PROLOG-REQUEST@SUSHI.STANFORD.EDU (Chuck Restivo, The Moderator) (12/30/87)
PROLOG Digest Thursday, 31 Dec 1987 Volume 5 : Issue 100
Today's Topics:
Announcement - New List,
Implementation - String Concatenation
----------------------------------------------------------------------
Date: Wed, 16 Dec 87 14:45:25 CST
From: reddy@b.cs.uiuc.edu (Uday S. Reddy)
Subject: Mailing list on narrowing
A new mailing list dedicated to the discussion of narrowing in
functional and equational languages is being created. Narrowing is an
operational mechanism using which expressions with free variables can
be "executed" producing solutions for the free variables. This is one
of the approaches to combining functional programming and logic
programming paradigms into a unified framework.
The mailing list will be based at University of Illinois, at the
address narrow@a.cs.uiuc.edu. Please send requests for addition to
the mailing list to narrow-request@a.cs.uiuc.edu or
reddy@a.cs.uiuc.edu.
-- Uday Reddy
------------------------------
Date: Tue, 29 Dec 87 00:06:55 PST
From: quintus!ok@Sun.COM (Richard A. O'Keefe)
Subject: On String Concatenation
Although several Prolog dialects provide operations on strings, as
many more do not, and among those that do, the names and capabilities of
the operations vary considerably. Most of them are just warmed-over
BASIC, which means that as part of a "logic" programming language they
are very badly designed indeed. Come to that, they aren't all that
wonderful in BASIC, either. And if people at ----- or --- or --- or ---
or ------ ------- ------------- think I'm talking about their product, I
*am*. Very badly designed indeed. Most of the others are warmed-over
Lisp, which means that although they are not that badly designed, they
may fairly be described as excessively restrictive.
I have just been looking at a medium size program (6,400 lines of
Prolog-with-a-blunt-knife) which uses string concatenation lavishly.
Just in case you are alarmed, this is NOT the Quintus Prolog compiler,
nor any other Quintus product. In the Quintus Prolog version of this
program, the operation is coded thus:
concat_atom(Constants, Atom) :-
concat_chars(Constants, Chars),
atom_chars(Atom, Chars). % you may need name/2
concat_chars([], []).
concat_chars([Constant|Constants], Chars) :-
name(Constant, Name),
append(Name, Chars1, Chars),
concat_chars(Constants, Chars1).
This is fine, as far as it goes. Prolog atoms are an almost
perfect analogue of SNOBOL IV strings. But there are three snags:
(a) in most Prolog systems known to me, the atom length bound is
smaller than the string length bound. A good design rule is
that the Prolog atom length bound should be no less than the
host operating system's file-name length bound, which is about
1024 in a good UNIX. Few Prolog systems meet this not-very-
stringent condition.
(b) in many Prolog systems there is a smallish limit on the number
of atoms you can have. For example, in --- Prolog, you can
only have 907. When you recall that NU7 Prolog, running on a
PDP-11 with 64kbytes of address space, would let you have 1023
atoms, a limit of 907 on an IBM PC or a Macintosh is absurd.

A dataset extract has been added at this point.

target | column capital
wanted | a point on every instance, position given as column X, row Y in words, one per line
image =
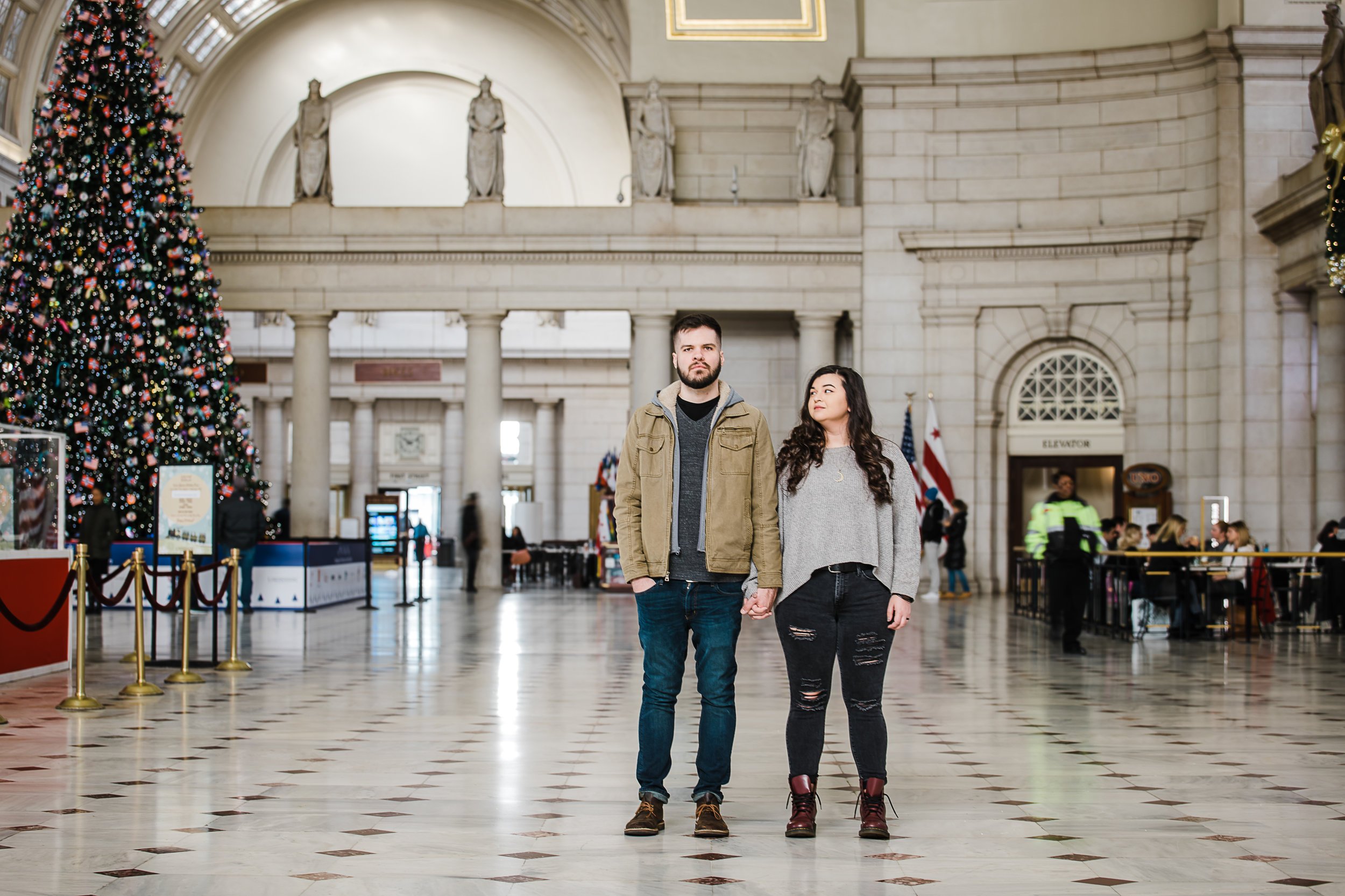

Come to that, any limit other than "storage exhausted" is absurd.
(c) Restriction (b) might be tolerable, but most Prolog systems do
not garbage collect atoms. (There is no reason why they can't,
they just don't.)
So if you rely too heavily on concat_atom/2, you run the risk of
(a) not being able to represent the result, (b) running out of atoms
-- even though there might be lots of storage left --, or (c) tying
up storage forever with atoms that were useful once.
This sounds like a powerful argument for having a string data-
type in the language. But is it?
(a) There is no reason why atoms should have to be short. If space
is tight, you might want to represent "normal" atoms by a
pointer to a length byte followed by that many characters, but
there is no reason why you couldn't reserve length 255 to mean
"long name" and use some other representation for long atoms.
(b) There is no good reason for the atom count limit being small.
I put together a symbol table design for the IBM PC where the
limit was 2^16 minus a few; this didn't even store atom lengths
explicitly, and was very compact. If you can do it for the IBM
PC, you can do it for decent machines.
(c) There is no reason why the atom table couldn't be garbage
collected. SNOBOL did it, after all.
But still, it must be more efficient to allocate strings in the same
area as compound terms and have them vanish on backtracking, and never
have to look them up in the symbol table? This is almost certainly
true, but the odd thing is that if efficiency is your concern you are
better off using lists of character codes than strings. This is a very
surprising result, but it is true in the Lisp systems I have tried too.
[In case this isn't clear, I mean that I have MEASURED the cost of
strings -vs- lists of character codes, and found that in well-designed
Prolog and Lisp systems using lists is FASTER.]
Even if efficiency is on the side of lists of character codes, they
do take up more space than strings. So there is still some sort of an
argument for strings here, especially on PCs and Mac. True, but there
is a better argument for not doing concatenation at all.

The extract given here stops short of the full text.